Le film essaie d’être polyphonique, raconté par Salgado, son fils et Wenders, mais il n’y a pas de dialogue, ou de contraste. Il y a seulement la voix de Salgado qui pèse, qui s’impose. Plus qu’un film, c’est un monologue, ce qui explique le silence sur certains sujets comme les critiques à l’inauthenticité, à l’esthétisation de la misère, ou le financement de son pharaonique projet par la deuxième entreprise minière du monde.

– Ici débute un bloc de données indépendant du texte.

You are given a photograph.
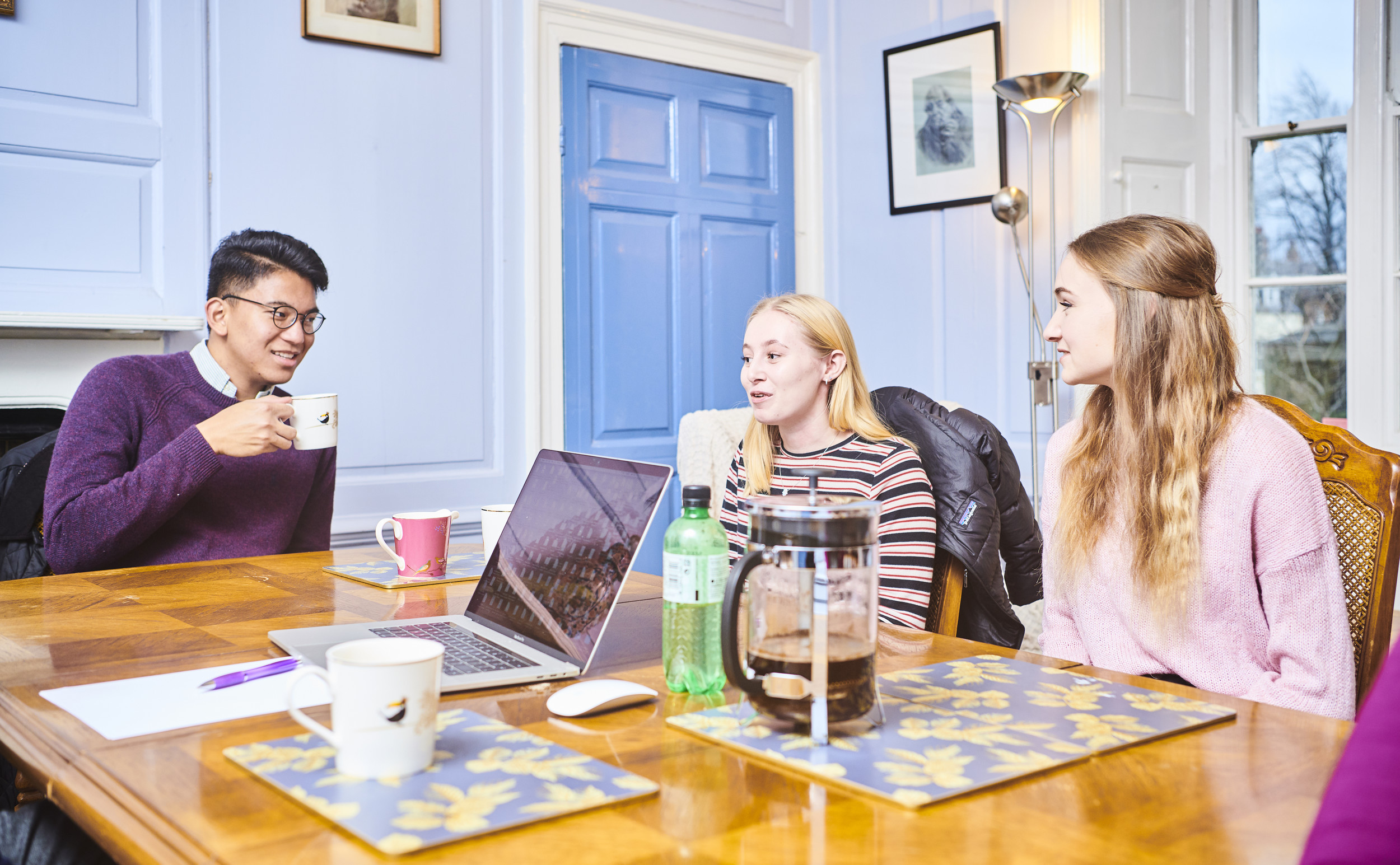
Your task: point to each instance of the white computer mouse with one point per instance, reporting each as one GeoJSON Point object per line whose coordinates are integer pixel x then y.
{"type": "Point", "coordinates": [597, 696]}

Le film est comme le travail de Salgado : beau, esthétique, touchant, courageux, mais aussi peut-être un peu chargé de contrastes et d’effets lyriques, peut-être un peu manichéen et un peu ambigu.
Salgado n’a pas a s’expliquer sur une soi disant esthétisation de la misère. Ses photos sont efficaces parce que, accessoirement, elles sont belles et l’œuvre d’un photographe. Depuis quand un artiste n’aurait pas le droit de témoigner? (voir: http://culturebox.francetvinfo.fr/des-mots-de-minuit/cine-cinoche-151014-le-sel-de-la-terre-194139 )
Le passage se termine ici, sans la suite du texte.